# 02 - Feature Engineering with Feature Store

## Building Reusable Compliance Risk Features

**Goal:** Use Snowflake's Feature Store to create reusable, versioned features for compliance risk detection.

### What is a Feature Store?

A Feature Store is a centralized repository for ML features.
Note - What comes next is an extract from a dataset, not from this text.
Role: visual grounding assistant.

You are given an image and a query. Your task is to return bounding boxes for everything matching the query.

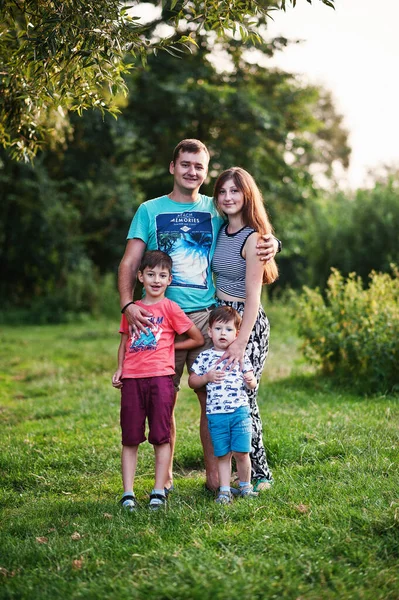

It provides:
- **Reusability:** Define features once, use across multiple models
- **Versioning:** Track feature changes over time
- **Consistency:** Same feature logic for training and inference
- **Point-in-time correctness:** Generate training data without data leakage

### Features We'll Build

| Feature | Description | Risk Signal |
|---------|-------------|-------------|
| `cross_dept_ratio` | % of emails sent to other departments | High cross-dept = potential leaks |
| `after_hours_ratio` | % of emails sent outside business hours | Unusual activity pattern |
| `urgency_score` | Count of urgent keywords | High urgency = suspicious |
| `secrecy_score` | Count of secrecy keywords | Explicit secrecy = red flag |
| `barrier_crossing` | Research↔Trading emails | Information barrier risk |

---

In [None]:
# Setup
from snowflake.snowpark import Session
from snowflake.snowpark.functions import col, count, avg, sum as sum_, when, hour, length, lit
from snowflake.ml.feature_store import FeatureStore, Entity, FeatureView

session = Session.builder.getOrCreate()
session.use_warehouse("COMPLIANCE_DEMO_WH")
session.use_database("COMPLIANCE_DEMO")
session.use_schema("ML")

print(f"Connected as: {session.get_current_user()}")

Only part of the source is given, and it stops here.